From prior posts on this board, others would clearly disagree.

Of course, if they get someone even worse (the director of Top Gun is apparently in the running) then yes, this is a bad call. Also, the rumor is that Ian McKellen might not take this news well, and refuse to reprise as Gandalf, which would be a true tragedy. He was perfect as Gandalf in the first movie, and he'd probably be even better in The Hobbit.

Chilli, I used to be one of those annoying geeks who continually pestered my buddies. Fortunately, my buddies were also geeks, just slower readers. The hardest lesson for any enthusiast to learn is where the line is between infectious enthusiasm and repellent fanatacism.
 
The books are written in a particular style, that of a chronicle, which does not translate well to some modern audiences for either literature, and it structually not suited to cinmea at all. it was never meant to be either.

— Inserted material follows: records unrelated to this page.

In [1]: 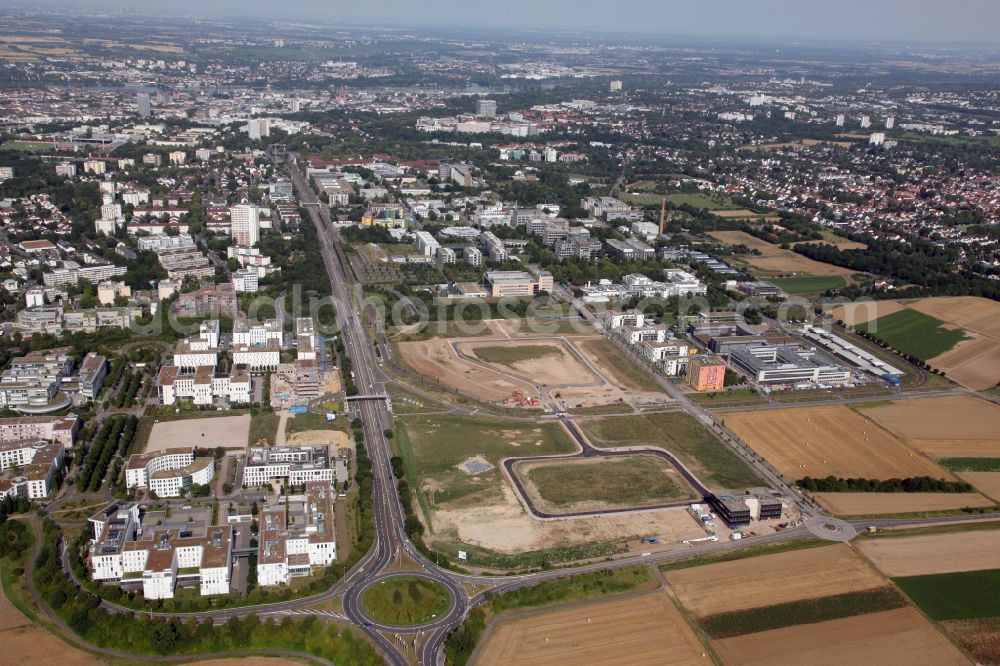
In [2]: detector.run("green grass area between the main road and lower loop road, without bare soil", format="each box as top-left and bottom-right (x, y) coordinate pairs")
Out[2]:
(396, 415), (576, 512)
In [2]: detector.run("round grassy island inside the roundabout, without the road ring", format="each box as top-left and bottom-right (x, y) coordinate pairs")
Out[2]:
(361, 576), (451, 626)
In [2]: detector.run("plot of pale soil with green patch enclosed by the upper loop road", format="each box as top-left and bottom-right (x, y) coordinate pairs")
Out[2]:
(458, 340), (598, 386)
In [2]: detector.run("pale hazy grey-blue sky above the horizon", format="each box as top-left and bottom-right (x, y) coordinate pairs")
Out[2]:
(7, 0), (1000, 45)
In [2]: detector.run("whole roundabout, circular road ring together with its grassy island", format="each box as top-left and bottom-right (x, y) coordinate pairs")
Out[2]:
(344, 571), (467, 633)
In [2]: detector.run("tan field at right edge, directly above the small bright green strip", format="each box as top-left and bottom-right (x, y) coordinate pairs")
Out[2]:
(861, 395), (1000, 458)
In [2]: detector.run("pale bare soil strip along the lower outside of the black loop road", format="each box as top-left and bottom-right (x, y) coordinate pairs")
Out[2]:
(425, 482), (705, 554)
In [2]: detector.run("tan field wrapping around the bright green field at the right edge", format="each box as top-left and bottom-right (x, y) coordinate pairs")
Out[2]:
(833, 296), (1000, 391)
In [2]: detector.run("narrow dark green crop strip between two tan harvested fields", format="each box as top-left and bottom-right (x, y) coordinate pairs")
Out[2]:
(699, 587), (906, 639)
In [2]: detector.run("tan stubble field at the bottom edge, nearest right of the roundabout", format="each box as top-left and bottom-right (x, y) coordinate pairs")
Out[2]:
(476, 592), (710, 666)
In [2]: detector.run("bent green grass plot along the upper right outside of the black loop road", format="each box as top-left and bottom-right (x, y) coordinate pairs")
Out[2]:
(580, 412), (764, 489)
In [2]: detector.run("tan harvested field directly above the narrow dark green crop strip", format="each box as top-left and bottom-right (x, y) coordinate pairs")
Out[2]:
(666, 544), (885, 617)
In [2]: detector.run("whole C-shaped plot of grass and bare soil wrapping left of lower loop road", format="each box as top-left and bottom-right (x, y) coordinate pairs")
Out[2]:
(395, 416), (704, 561)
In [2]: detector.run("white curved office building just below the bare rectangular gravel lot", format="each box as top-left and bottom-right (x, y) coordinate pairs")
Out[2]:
(125, 448), (215, 497)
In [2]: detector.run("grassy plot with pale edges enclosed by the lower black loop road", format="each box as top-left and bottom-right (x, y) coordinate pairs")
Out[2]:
(514, 455), (700, 513)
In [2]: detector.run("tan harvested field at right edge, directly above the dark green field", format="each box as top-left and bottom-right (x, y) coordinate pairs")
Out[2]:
(857, 530), (1000, 576)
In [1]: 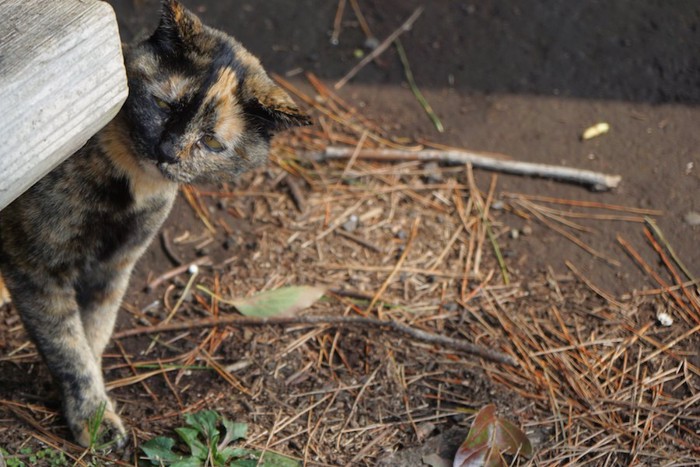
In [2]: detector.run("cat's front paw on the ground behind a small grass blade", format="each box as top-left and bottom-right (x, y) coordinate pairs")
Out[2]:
(68, 401), (127, 450)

Jackson took the content, what he considered to be the key thematic and plot elements, fleshed out some of the characters and did in my opinion avery good job.

i'd still hate to see anyone else working on that IP in film form in any way though.

I think the 'prequel' would fill in some of the gaps between the Hobbit and LOTR, stuff that is explained at the White Council meeting and in the appendicies...
 
Oh, there's no doubt in my mind that Jackson did a very good job. But to my mind he lost a lot of credibility when he a) destroyed the character of Denethor and b) had Gollum succeed in driving a wedge between Sam and Frodo. He messed up some great characters just to increase the tension, when there was really no need at all.

Other than those two cardinal sins, his other transgressions were fairly forgiveable. I think he missed a trick or two -- the battle in front of Minas Tirith could have been done beautifully in the dark, as it was supposed to be -- but by and large he did very well. Except with Denethor and Frodo.
 
I'm taking a whole semester on Tolkien in the spring. Looking forward to it! Pre-resequite was Medieval lit. Looks totally fascinating!
 
b) had Gollum succeed in driving a wedge between Sam and Frodo. He messed up some great characters just to increase the tension, when there was really no need at all.

That whole plot line would not have translated well from book to screen otherwise.
 
And an hour for something that was on three pages is .. diluted. At least it felt like that for me.
Well, on the "felt that way to me" bit: Fair enough.

However, at the risk of sounding extremely obvious, the written word and showing things on film are very different mediums. Some things that a writer spends *pages* on, you know will always end up as only a few seconds on film. Other things that take up very little space on the page just always will take quite a bit more time to actually see play out.

Helm's Deep falls into this latter category. No matter who directed it on film, that few pages *was* going to take up <u>much</u> more time than its relative number of words / pages would indicate. You can describe a growing sense of dread or doom at seeing a huge army advance toward you in a sentence or two. However, to *show* it, you have to take a fair percentage of the amount of time that it would actually take an army to march across that open plain. You can say in writing that the defenders were slowly, but inexoribly pushed back until they held only the keep in one or two sentences (in fact, you kinda *have* to when writing it, otherwise it gets repetitive). However, to match that description on film, it has to actually *be* done slowly; otherwise it feels like a quick route rather than the stubbornly contested fight to the death that the author described.